Crítica de Una vida a lo grande: Cariño, el tamaño sí importa
Esta utopía de ciencia ficción, sin cachivaches, permite al director de «Entre copas» destilar socarronería y mala leche

De Alexander Payne es difícil no hablar con admiración. En «Una vida a lo grande» hace un desconcertante cambio de ritmo, que se apreciaría en todo su esplendor si el público llegara virgen a la butaca. Por supuesto, a estas alturas es imposible desconocer que la cosa va de tamaños y de un avance científico sin precedentes, pero con enormes consecuencias. El guion las desgrana con un humor exhaustivo, como rebañando cualquier atisbo de chicha. El invento permite reducir a los humanos a un punto que ni los jíbaros habrían soñado, aunque sí Jonathan Swift, como prueba su Lilliput. La nueva especie, de ingreso voluntario, es más fácil de acomodar -una mansión cabe en una caja de zapatos- y además es menos agresiva para el medio ambiente (que quizá debería pasar a llamarse gran ambiente).

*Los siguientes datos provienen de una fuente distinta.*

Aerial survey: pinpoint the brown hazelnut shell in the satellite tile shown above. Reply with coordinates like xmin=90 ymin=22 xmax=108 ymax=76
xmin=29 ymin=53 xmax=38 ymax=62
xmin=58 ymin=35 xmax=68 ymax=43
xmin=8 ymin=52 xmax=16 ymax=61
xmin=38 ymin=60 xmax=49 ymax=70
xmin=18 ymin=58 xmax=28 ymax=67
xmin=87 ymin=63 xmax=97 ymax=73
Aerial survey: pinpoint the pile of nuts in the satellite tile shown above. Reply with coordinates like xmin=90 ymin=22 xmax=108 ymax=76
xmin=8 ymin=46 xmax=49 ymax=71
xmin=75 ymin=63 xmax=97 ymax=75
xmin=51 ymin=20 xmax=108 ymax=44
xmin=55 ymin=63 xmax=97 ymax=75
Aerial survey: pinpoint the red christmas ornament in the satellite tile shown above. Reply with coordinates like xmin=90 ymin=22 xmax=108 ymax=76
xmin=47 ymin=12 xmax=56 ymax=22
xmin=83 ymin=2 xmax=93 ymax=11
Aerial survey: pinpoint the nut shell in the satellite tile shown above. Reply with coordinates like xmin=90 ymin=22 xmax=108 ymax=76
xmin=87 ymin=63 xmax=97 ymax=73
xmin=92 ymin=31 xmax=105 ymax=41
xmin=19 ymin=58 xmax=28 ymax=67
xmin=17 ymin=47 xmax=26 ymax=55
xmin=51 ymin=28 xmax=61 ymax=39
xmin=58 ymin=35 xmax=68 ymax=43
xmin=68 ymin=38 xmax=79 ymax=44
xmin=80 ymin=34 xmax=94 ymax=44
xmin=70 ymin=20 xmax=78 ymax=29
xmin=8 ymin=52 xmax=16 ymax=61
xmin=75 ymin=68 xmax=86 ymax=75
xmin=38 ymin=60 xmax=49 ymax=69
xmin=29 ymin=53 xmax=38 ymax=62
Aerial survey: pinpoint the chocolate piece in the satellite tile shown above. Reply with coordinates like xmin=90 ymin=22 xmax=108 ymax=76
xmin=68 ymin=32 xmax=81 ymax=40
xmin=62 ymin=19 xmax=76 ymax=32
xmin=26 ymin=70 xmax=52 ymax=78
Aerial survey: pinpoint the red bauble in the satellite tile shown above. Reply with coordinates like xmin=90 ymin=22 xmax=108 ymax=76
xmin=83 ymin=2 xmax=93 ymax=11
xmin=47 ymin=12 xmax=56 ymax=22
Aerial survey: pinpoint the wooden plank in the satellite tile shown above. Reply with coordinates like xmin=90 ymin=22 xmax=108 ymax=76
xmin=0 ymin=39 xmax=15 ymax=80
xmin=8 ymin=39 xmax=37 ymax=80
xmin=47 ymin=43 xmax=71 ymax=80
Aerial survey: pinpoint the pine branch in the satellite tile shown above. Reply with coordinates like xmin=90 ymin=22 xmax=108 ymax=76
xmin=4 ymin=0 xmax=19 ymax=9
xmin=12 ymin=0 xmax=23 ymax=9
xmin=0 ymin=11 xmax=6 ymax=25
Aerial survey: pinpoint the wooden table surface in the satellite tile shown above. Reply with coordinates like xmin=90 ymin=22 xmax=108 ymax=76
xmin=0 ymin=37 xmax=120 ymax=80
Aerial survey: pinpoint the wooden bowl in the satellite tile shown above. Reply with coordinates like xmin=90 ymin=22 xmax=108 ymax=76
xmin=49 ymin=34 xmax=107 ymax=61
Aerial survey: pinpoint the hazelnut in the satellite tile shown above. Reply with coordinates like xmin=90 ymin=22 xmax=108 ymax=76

Esta utopía de ciencia ficción, sin cachivaches, permite al director de «Entre copas» destilar socarronería y mala leche, por fortuna desnatada. La fábula funciona como su propio nombre indica, aunque la historia camina en diversas direcciones, a veces casi opuestas, y los saltos entre géneros desconcertarán a más de uno. De forma gradual, la comedia va cediendo el paso a otras formas narrativas, más reflexivas, a veces casi amargas. Quizá por ello la película no tendrá todo el éxito que merece, pero tiene pinta de ser uno de esos títulos que aprenderemos a comprender mejor, lo que hará que crezca con el tiempo.
Y con el reparto ocurre lo mismo que con el director. Es casi imposible no apreciar su talento. Entre las estrellas, Matt Damon prueba que definitivamente vale para todo, Christoph Waltz logra el milagro de sorprender, como si no esperáramos ya cualquier pirueta, y a Kristen Wiig le bastan cuatro planos para lograr las mejores risas con un papel por lo general dramático.